Authors: Additional authors include Ping Jun Zhu, Sanjeev Khatiwada, Ya Cui, Lucas C. Reineke, Sean W. Dooling, Jean J. Kim, and Wei Li of the Baylor College of Medicine. Peter Walter is also a Howard Hughes Medical Institute investigator.

Funding: This study was funded by NIH grants R01NS076708, R01HG007538, R01CA193466 and R01 CA228140, Sammons Enterprises and the Howard Hughes Medical Institute.

Disclosures: Peter Walter is an inventor on U.S. Patent 9708247 held by the Regents of the University of California that describes ISRIB and its analogs. Rights to the invention have been licensed by UCSF to Calico LLC. Wei Li is a consultant for the Chosen Med. The authors declare no other competing interests.

Read the rest here:
In Down syndrome mouse model, scientists reverse intellectual deficits with drugs - University of California

QATAR: The legalized and ethical imputations of using stem cells and artificial intelligence (AI) in medicine were discussed at the new installment of Weill Cornell Medicine Qatars (WCM-Q) Intersection of Law & Medicine series.

Skilled speakers at the event talked about the impact of current advances in stem cell science and AI on the development of medicine in Qatar and explored how the latest legal architecture could be developed to secure the rights and safety of patients in the Mena region.

The all-day-long program was organized by WCM-Q in league with Hamad Bin Khalifa University and the University of Malaya of Kuala Lumpur, Malaysia.

Stem cells are thrilling areas for medical experimentation because they have the capability to restore damaged or diseased tissues in humans with conditions such as Parkinsons disease, type 1 diabetes, stroke, cancer, and Alzheimers disease, and much more.

Stem cells can help the researchers to test new drugs for safety and effectiveness.

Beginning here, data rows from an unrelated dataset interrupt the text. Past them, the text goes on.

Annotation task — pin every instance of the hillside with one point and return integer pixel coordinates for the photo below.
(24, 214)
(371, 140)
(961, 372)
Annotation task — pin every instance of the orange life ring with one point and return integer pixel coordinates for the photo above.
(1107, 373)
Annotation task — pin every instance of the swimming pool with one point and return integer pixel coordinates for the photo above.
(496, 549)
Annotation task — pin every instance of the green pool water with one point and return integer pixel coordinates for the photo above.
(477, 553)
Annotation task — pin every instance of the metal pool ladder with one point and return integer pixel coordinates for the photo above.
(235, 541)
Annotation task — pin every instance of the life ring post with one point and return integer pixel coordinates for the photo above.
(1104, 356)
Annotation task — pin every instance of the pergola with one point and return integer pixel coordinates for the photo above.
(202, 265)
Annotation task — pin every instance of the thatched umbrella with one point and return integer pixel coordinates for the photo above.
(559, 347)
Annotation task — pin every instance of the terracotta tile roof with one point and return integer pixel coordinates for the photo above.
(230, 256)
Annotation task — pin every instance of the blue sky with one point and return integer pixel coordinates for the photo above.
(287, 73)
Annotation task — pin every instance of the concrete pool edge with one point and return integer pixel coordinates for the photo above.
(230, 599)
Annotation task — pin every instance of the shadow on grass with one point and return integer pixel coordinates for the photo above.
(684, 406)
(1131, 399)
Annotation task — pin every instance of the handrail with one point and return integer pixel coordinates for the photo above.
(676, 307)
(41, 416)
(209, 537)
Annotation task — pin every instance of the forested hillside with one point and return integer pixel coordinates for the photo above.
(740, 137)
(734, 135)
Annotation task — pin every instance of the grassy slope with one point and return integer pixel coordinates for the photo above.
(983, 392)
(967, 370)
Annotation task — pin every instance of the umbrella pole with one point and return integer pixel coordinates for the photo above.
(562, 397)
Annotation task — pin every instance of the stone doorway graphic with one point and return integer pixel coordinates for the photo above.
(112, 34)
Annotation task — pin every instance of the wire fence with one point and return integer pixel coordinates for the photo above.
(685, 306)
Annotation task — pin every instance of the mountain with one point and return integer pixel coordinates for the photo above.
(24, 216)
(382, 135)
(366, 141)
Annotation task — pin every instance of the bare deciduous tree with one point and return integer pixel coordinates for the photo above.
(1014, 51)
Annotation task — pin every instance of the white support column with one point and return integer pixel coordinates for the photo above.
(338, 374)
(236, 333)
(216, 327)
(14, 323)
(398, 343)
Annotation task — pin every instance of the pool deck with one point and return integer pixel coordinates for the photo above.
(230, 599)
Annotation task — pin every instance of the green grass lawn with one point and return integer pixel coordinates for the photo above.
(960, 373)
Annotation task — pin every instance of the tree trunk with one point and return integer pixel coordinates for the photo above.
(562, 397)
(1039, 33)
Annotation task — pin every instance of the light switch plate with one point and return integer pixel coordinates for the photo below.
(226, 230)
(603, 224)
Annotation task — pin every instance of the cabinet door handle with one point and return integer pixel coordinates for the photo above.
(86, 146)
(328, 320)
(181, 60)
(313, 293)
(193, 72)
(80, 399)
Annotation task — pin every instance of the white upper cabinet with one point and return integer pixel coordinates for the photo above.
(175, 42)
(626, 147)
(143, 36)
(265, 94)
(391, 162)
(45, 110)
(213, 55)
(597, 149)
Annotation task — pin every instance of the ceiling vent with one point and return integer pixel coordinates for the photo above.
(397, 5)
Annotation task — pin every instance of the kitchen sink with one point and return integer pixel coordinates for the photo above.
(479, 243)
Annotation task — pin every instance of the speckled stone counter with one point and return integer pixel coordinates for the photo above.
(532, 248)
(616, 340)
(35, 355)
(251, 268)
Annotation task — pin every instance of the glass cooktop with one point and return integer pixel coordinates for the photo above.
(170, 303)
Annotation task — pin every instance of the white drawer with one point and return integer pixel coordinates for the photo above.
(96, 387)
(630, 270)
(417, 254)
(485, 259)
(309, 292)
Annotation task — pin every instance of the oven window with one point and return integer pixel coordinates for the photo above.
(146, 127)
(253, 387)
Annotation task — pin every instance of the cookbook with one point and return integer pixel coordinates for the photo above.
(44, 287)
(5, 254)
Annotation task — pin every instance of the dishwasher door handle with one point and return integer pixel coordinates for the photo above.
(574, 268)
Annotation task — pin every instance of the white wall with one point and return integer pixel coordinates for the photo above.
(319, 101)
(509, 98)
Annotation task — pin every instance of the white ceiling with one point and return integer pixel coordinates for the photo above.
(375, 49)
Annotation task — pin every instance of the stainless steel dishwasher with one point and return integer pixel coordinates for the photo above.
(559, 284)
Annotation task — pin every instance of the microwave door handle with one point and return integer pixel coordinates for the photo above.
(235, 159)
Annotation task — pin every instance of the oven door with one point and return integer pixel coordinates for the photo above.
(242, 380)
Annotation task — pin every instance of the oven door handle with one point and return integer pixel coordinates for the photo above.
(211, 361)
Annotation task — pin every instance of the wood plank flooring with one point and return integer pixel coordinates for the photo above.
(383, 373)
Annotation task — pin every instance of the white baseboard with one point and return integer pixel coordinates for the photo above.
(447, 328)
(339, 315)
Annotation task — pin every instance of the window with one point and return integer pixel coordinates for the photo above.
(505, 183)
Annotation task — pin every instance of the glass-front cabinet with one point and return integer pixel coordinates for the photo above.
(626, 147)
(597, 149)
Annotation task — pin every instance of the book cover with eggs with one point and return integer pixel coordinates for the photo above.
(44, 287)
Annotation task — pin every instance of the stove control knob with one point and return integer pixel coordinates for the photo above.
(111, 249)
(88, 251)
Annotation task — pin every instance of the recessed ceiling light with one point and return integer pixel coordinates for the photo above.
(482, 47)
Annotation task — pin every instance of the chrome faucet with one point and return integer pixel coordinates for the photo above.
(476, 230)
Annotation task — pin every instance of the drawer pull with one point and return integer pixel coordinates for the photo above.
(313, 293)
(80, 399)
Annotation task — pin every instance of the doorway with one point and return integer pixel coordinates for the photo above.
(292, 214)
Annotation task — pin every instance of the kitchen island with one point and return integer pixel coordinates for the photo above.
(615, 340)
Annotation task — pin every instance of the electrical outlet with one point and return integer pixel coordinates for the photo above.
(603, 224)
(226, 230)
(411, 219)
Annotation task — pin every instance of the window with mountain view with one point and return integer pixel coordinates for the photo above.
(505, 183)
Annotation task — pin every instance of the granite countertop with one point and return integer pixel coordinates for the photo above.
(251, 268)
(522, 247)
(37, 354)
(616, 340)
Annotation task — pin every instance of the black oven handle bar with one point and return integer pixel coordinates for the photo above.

Stem cells have the capacity for unlimited or extended self-renewal, and they can differentiate themselves into many different cell types to become tissue- or organ-specific cells with special functions, told Dr. Amal Robay, WCM-Q assistant professor in genetic medicine and director of research compliance.

The central ethical dilemma of stem cell science arises from the fact that embryonic stem cells are derived from human embryos or by cloning, she added.

Bioethics expert Dr. Jeremy Sugarman of Johns Hopkins University in Baltimore, US said that the public image of stem cell research had been damaged by a small number of high-profile cases in which scientists had behaved unethically.

The field had also been hampered by different countries applying different laws to stem cell research, making international collaboration problematic, he added.

While, the implementation of AI in Medicine has the potential to leverage analysis of huge amounts of data to improve patient outcomes, but poses ethical concerns regarding privacy, the variety of data sources, biases and relying on non-human entities for potentially life-changing decisions.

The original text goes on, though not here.